ÖZGÜRLÜK İÇİN HERŞEY YAPILMALI

"Sağlığın giderek bozulduğunda, bunun intihara gittiğini, vazgeçmen gerektiğini düşündüğün oldu mu? Şu an kalıcı bir sağlık sorunun var mı?" sorusunu şu sözlerle cevapladı:  

"Açlık grevime başlamadan önce konuyu karımla tartışmıştık ve o açlık greviyle ilgili araştırma yapmıştı. Alimlerden söylenen hürriyetini kazanmak istiyor ve hakkın için mücadele ediyorsan, intihar değildir. Çünkü özgürlük her şeyin yapılmasını hak ediyor. Mücadeleni sonuna kadar sürdürmelisin. Serbest bırakılmamdan bu yana iki sağlık kontrolünden geçtim. Böbrek ve karaciğerimde bir takım sorunlar olduğu ortaya çıktı. Altı ay boyunca devam edecek tetkiklerle sonuçlar daha netleşecek. Zaman ve tedavi ile eski sağlığıma kavuşacağıma inanıyorum."

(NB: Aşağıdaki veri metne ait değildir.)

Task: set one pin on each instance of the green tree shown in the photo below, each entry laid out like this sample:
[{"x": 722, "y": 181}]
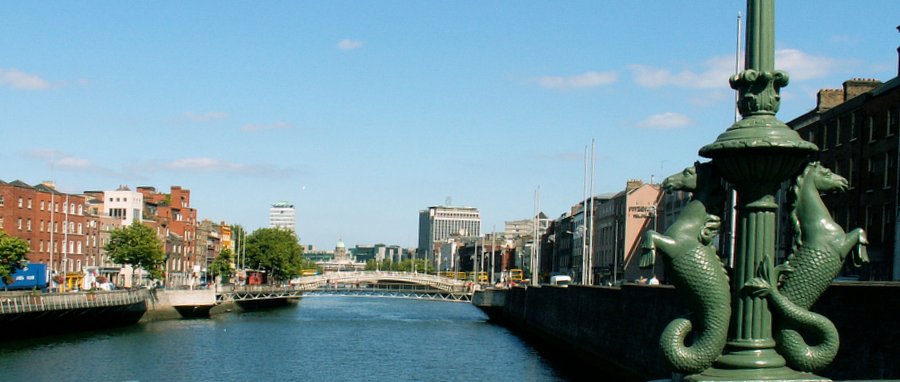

"BİZE ÇOK BAŞ AĞRISI VERDİĞİ İÇİN SERBEST BIRAKIYORUZ"

Abdullah, 309 günün ardından özgürlüğüne kavuşmuştu ancak hakkındaki suçlamalar düşürülmemişti. Savcılığın dosyasını mahkemeye sevk edip gıyabında yargılanabileceğini hatırlatan Abdullah, Mısır Ceza Kanununa göre gıyabında yargılandığında azami cezaya mahkum edildiğini ekleyerek, serbest bırakılmasının nedenleriyle ilgili şunları kaydetti: "Serbest bırakılmamda, sanırım dışarıdan gelen baskı onlara çok fazla baş ağrısı sorun çıkarmaya başlamıştı. Benim dosyamdaki savcılar avukatlarıma,'Bize çok baş ağrısı verdiği için serbest bırakıyoruz. Onunla birlikte 12 kişiyi serbest bırakıyoruz ki kazanmış gibi gözükmesin' demişler. Kendileri bile açıkça bunu söylediler. Bence baskı gerçekten işe yarıyor. Bu onların anladığı tek dil."

Abdullah eş-Şami, yaşadıklarını kitap haline getireceğini ve birinci önceliğinin halen daha Mısır'da hapiste olan meslektaşlarından başlayarak, dünyadaki tüm gazetecilerin basın özgürlüğü için çalışacağını vurguladı.